The number of vacancies in schools is “substantially higher” than before the pandemic which suggests more teachers are leaving the profession, a report has found.
Limited opportunities for teachers to work from home may have made teaching less attractive amid a rise of remote working in other professions, the National Foundation for Educational Research (NFER) has said.
The report by the NFER also predicts that the Government is likely to miss its targets for recruiting teachers in primary schools, as well as in a range of secondary school subjects, this year in England.
It comes as unions and the Government are in talks on pay and working conditions which have sparked a series of strikes by teachers this year.
The NFER is calling for a long-term strategy on pay to halt a “worsening” teacher recruitment and retention crisis in England which it says has “significantly intensified” since the pandemic.
Report co-author Jack Worth, school workforce lead for the NFER, has warned that pupil attainment outcomes could be affected as headteachers are increasingly having to resort to using non-specialist teachers “to plug gaps”.
The report found that the number of teacher vacancies posted by schools, an indicator of staff turnover, was 93% higher in the school year up to February 2023 than at the same point in the year before the pandemic (2018/19).
“The number of teacher vacancies posted by schools this academic year is substantially higher than before the pandemic, indicating that leaving rates have likely increased this year,” the report stated.
The data on teacher vacancies, collected by teacher job board and data scraping service TeachVac, also suggests that vacancies in February 2023 were 37% higher than at the same point in the 2021/22 school year.
“This likely indicates that teachers who may have put off the decision to leave teaching during the pandemic are leaving now that the labour market is recovering,” said the report.
Teacher vacancies do not only reflect teachers who leave the profession as schools may post vacancies to fill posts left by teachers who moved school or because there is a higher demand for staff driven by increased pupil numbers.
But the report said the rise in teacher vacancies since spring 2022 suggests that “leaving rates are likely to have increased significantly in the last year”.
The study highlights how the pandemic has led to a widespread adoption of remote working in the graduate workforce, but it says teachers’ opportunities to work from home “remain very limited”.
It said: “The continued high prevalence of home-working in many jobs in the wake of the pandemic indicates that it is a particularly attractive arrangement.
“The lack of availability of home-working may therefore represent a threat to the relative attractiveness of teaching.”
The report calls on the government to fund research into teachers’ flexible working preferences post-pandemic, and it says school leaders should explore what flexible working options could work for staff.
“School leaders are increasingly resorting to the use of non-specialist teachers to plug gaps which will ultimately affect pupil attainment outcomes.
“The 2023 teacher pay award should exceed 4.1% – the latest forecast of the rise in average UK earnings next year – to narrow the gap between teacher pay and the wider labour market, and improve recruitment and retention.

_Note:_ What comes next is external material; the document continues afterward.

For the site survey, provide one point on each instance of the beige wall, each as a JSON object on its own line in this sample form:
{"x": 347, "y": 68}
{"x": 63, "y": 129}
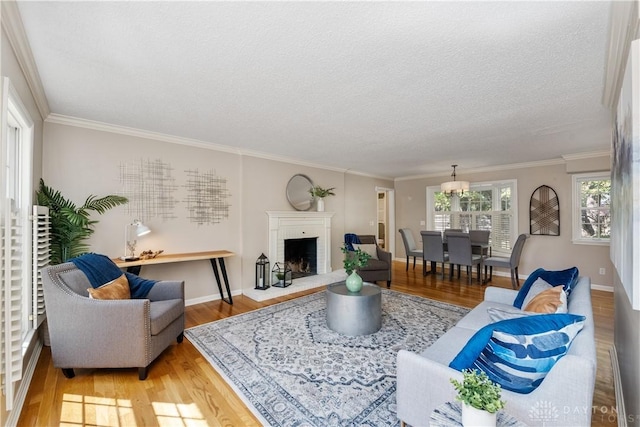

“This should be accompanied by a long-term plan to improve the competitiveness of teacher pay while – crucially – ensuring schools have the funds to pay for it.”
Based on applications as of February 2023, the NFER report projects that nine out of 17 secondary school subjects – including physics, computing and modern foreign languages – are expected to be 20% or more below the Government’s recruitment target this year.
It warns that other subjects, such as English, chemistry, mathematics and geography, are also “at risk of under-recruiting” teachers this year.
The report comes on the same week that the Commons Education Committee launched an inquiry into teacher recruitment and retention in schools.
Geoff Barton, general secretary of the Association of School and College Leaders (ASCL), said: “Teacher shortages have been a problem for many years, but the situation has sunk to a new low in the wake of the pandemic.
“It seems some existing teachers took stock of their careers and decided on jobs that were better paid, less pressured, and offered hybrid working, while graduates are less attracted to teaching for the same reasons.”
Niamh Sweeney, deputy general secretary of the National Education Union (NEU), said: “The latest NFER report shows what many of us in the education sector have long feared about the state of teacher recruitment and retention: this crisis is entrenched, and it cuts deep and hard.
“Year after year, this government has failed to truly recognise the scale and severity of the issue.”
She added: “Expecting teachers to teach subjects for which they are not qualified also adds to teacher and leader stress. Children and young people bear the brunt of this failure to get to the root of the problem and schools in more disadvantaged areas find it even harder to recruit and retain teachers.”